[Date Prev][Date Next][Thread Prev][Thread Next][Date Index][Thread Index]

Re: Intel SSE and Atlas.. some questions.




Doug,

>Thanks for spending 3 weeks in hell getting Atlas to the stage it is
>with drop in user matmul kernels :)

Good, good.  Shields down, phasers not locked on . . . 

>Anyway, enough for now... I guess I should ask if anyone has attempted
>integrating Intel SIMD to ATLAS already?

As far as I know, no one is doing it for SGEMM.  Someone (I have not been
able to browbeat him into signing up for the mailing list) has already
contributed SGEMV and SGER SSE kernels, however.  I think he got started
on that by scoping your emmerald stuff . . .

>Last year I wrote Emmerald, a GEMM for Intel PIII chips that uses 
>the S.I.M.D single prec. instructions. I'm currently trying to
>incorporate it into ATLAS.

Excellent!  I remember reading your paper . . .

>I have a basic kernel working for the beta=0 case. Before moving onto
>bigger and better things, I have a few questions and comments...
>
>1) The Makefile in Atlas/tune/blas/gemm/<arch>/Makefile was broken.
>It didn't compile the user kernels in <pre>mm.c before attempting to 
>link the x<pre>mmtst program.
>
>Changing line 582 from 
>mmtstcase0: $(SYSdir)/time.o $(INCdir)/atlas_type.h
>
>to 
>
>mmtstcase0: $(SYSdir)/time.o $(INCdir)/atlas_type.h $(mmobjs)
>  
>2) the macro ATL_USERMM  only seems to work for the beta=0 case, which
>contradicts the example in section 4.3 of the "User Contribution to
>Atlas" document.

*Ahem*  Just a slight error, not compiling the needed code, *Ahem*.
I must have screwed this up after making the paper (ah, the beauty of last-
minute "optimizations").  I've included a corrected Makefile below, save it
over ATLAS/makes/Make.mmtune and ATLAS/tune/blas/gemm/<arch>/Makefile
to fix both problems . . .

>If I supply a kernel with restrictions <MB>=1 <NB>=5 <KB>=4 (which can also
>handle multiples thereof), will ATLAS search for the optimal 
>NB with those restrictions? 

Yes, though ATLAS currently restricts itself to NB <= 64.  It does this mainly
to cut down on time spent it cleanup (eg., NB=128 might have many users calling
cleanup exclusively), and I never found a platform where larger blocking
factors were significantly better . . .

>Secondly, assuming it's using the kernel as 
>its main matmul, will it also try and use the user kernel to generate 
>some of the cleanup code or will it only use its internal stuff 
>(therefore needing to be indpenedently re-written to use SIMD instructions).

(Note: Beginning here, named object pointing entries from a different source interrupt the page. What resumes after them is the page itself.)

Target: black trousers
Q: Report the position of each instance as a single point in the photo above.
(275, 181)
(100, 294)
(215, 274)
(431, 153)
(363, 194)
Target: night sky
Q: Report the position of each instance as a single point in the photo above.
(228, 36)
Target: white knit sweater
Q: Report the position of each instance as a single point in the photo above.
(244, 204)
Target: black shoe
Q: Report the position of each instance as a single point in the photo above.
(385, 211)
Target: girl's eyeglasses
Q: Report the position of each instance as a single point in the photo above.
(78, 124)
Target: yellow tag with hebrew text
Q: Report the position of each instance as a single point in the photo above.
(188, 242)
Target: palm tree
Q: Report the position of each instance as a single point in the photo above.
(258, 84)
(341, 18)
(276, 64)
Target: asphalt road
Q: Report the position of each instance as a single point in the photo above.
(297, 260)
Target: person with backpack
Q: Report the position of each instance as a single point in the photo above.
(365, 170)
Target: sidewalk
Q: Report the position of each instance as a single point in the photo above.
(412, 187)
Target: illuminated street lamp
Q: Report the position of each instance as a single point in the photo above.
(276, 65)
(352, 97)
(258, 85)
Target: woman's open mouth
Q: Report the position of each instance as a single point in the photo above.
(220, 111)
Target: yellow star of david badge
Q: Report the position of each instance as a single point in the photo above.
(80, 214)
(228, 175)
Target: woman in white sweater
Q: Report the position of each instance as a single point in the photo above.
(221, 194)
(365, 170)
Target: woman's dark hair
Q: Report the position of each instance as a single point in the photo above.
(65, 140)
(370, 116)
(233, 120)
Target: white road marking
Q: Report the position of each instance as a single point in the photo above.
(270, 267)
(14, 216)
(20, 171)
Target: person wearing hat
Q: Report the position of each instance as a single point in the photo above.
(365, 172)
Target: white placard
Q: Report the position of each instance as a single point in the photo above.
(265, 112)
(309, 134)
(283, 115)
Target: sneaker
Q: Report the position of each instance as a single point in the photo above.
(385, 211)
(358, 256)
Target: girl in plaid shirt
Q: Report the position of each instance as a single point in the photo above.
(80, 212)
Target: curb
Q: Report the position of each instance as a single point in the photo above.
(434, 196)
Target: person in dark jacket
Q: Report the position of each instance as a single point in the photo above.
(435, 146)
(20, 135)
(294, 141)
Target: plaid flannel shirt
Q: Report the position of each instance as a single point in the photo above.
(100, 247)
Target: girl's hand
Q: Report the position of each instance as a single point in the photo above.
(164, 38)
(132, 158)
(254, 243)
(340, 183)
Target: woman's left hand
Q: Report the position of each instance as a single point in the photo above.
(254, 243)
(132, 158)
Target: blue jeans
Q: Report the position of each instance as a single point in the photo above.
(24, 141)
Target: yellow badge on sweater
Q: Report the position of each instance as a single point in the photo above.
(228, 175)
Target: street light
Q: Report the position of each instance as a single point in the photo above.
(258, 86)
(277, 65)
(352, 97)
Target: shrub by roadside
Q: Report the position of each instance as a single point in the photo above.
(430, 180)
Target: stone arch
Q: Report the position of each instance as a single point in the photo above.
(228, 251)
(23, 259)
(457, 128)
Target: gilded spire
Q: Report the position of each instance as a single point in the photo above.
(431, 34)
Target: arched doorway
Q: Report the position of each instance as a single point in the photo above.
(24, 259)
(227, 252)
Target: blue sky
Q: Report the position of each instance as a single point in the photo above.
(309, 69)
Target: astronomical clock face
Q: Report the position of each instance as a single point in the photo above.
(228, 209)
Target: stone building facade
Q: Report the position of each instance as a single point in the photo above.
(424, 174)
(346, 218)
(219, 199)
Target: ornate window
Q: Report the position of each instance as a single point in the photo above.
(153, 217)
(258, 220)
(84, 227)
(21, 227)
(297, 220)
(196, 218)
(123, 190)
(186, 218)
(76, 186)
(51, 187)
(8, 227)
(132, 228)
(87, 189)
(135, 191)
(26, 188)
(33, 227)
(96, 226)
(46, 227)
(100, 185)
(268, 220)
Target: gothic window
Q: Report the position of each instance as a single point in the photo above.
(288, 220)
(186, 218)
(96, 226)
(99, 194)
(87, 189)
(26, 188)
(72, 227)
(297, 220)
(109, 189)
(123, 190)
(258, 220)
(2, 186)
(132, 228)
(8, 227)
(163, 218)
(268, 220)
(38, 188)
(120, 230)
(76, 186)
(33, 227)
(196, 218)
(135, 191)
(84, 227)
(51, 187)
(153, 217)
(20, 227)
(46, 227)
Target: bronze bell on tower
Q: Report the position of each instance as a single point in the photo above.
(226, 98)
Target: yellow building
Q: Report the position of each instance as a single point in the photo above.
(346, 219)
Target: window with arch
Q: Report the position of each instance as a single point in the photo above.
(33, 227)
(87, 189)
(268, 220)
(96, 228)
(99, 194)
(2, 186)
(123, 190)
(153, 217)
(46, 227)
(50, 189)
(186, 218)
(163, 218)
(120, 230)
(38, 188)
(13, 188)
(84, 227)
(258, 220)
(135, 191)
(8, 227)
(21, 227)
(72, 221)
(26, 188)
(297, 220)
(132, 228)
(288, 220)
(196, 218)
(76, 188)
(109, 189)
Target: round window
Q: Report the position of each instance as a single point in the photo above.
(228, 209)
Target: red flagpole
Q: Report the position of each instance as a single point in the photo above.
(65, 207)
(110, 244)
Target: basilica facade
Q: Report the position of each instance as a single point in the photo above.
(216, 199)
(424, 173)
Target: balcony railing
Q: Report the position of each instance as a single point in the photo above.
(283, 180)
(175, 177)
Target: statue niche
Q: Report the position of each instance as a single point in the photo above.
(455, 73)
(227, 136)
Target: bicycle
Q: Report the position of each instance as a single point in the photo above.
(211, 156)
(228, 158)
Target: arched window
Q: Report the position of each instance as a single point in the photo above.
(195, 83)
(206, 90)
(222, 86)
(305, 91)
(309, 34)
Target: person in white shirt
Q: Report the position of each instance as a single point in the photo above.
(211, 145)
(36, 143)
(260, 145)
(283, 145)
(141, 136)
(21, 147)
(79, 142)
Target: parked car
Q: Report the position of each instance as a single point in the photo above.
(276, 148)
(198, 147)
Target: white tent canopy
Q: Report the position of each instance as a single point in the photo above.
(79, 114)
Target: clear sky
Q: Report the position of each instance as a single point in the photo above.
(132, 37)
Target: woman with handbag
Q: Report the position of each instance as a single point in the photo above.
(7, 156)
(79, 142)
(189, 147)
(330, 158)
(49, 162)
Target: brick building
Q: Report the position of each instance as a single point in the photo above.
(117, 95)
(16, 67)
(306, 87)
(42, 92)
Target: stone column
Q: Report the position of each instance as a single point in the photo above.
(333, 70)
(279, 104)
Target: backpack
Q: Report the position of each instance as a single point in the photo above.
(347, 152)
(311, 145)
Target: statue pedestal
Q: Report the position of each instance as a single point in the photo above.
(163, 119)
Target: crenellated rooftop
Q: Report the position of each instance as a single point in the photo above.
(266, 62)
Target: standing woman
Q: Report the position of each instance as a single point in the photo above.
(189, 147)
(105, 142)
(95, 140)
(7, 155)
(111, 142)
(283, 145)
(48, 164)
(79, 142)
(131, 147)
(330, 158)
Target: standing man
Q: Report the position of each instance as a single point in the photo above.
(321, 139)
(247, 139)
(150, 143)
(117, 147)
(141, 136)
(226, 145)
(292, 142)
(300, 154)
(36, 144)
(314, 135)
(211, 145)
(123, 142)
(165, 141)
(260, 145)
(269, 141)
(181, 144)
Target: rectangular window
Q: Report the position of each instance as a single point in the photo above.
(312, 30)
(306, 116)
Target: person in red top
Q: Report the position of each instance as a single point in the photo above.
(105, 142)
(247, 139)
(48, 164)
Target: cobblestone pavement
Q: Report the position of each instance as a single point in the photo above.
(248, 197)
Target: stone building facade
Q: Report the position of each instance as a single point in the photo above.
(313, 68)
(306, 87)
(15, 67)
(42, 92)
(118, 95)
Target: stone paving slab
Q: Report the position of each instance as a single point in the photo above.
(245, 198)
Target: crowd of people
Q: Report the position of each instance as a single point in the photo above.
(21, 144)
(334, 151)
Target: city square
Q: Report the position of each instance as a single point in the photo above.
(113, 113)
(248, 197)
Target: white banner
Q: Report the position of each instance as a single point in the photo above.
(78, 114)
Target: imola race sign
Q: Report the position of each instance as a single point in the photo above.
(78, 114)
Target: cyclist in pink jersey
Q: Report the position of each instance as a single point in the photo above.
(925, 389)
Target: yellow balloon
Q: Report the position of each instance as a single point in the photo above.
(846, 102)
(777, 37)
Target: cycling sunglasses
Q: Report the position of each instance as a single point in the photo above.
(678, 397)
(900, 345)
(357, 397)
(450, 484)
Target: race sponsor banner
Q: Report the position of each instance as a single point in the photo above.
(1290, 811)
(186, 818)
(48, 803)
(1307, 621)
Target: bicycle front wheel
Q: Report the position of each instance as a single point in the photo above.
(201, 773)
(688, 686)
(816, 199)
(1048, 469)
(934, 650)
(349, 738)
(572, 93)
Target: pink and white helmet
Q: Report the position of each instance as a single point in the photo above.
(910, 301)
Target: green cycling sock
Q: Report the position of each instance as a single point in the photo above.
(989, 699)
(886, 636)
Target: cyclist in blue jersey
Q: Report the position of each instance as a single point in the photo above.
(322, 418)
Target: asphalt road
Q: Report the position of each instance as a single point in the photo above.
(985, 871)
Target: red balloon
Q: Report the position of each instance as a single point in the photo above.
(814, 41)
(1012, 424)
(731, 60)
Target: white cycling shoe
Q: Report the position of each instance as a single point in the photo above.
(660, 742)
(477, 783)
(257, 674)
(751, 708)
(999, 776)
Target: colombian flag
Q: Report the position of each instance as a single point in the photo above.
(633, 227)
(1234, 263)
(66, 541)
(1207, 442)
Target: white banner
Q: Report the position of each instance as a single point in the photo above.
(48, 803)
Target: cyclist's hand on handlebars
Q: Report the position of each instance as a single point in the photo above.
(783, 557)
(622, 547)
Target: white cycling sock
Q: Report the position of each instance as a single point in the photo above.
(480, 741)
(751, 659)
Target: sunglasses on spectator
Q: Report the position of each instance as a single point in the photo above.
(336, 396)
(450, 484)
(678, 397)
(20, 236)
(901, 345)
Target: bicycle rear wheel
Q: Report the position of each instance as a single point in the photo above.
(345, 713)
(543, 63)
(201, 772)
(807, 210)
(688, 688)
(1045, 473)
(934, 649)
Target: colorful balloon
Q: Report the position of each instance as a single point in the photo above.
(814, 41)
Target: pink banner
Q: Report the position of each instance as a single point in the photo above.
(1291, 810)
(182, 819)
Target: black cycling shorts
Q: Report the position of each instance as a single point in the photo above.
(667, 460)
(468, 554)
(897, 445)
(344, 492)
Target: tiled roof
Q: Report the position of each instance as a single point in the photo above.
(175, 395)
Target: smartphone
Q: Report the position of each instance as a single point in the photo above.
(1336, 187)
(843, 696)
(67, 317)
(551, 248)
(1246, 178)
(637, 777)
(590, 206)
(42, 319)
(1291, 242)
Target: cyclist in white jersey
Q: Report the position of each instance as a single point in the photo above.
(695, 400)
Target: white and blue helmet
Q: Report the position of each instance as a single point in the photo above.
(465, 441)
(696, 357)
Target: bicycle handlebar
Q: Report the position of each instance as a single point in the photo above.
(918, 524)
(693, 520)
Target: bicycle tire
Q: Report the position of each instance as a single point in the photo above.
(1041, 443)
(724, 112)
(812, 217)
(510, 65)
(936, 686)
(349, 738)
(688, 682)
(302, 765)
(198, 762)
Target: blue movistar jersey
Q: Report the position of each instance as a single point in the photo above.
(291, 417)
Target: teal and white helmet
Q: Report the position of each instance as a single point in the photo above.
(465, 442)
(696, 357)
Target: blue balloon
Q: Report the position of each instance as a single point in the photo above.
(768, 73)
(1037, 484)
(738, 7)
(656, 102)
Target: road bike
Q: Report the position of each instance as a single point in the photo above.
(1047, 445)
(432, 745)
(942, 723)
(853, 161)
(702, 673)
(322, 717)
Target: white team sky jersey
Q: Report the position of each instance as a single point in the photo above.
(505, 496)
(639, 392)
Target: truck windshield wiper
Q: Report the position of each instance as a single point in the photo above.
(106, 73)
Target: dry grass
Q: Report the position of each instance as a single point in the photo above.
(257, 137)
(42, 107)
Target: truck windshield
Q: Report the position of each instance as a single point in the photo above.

At the moment, ATLAS will use its own cleanup.  However, I defined
the syntax of the gemm/CASES/?cases.dsc so that I could use the
provided kernels for cleanup as well.  So the answer to your question
is that the code on the developer page will not presently use your
code for cleanup, but, provided with a contributed kernel that kicks
ATLAS's cleanup's butt, I will add the required functionality.
I wanted to get a first draft of something developers could use out the
door, and I figured if no one ever contributed any GEMM kernels, or
using ATLAS's cleanup wasn't too bad, there was no need for me to
spend anymore time in ATLAS install hell . . .

>4) Emmerald copies one of the input matrices to a buffer (in a similar
>way to the ATLAS panel copy). Rather than a block-major format of
>column-major panels, it uses a strange format which specifically
>allows the floating point pipeline to avoid excessive pointer 
>arithmetic. It also aligns the data to allow aligned mov instructions to
>be used (a small performance boost). To get performance I am having to 
>do a copy to my format within the user kernel matmul, presumably this will
>happen on top of the ATLAS higher level panel copying, an obvious
>performance hit. Is it possible to hack Atlas to modify the panel copy
>of either the A or B matrix to do the reformatting and data alignment?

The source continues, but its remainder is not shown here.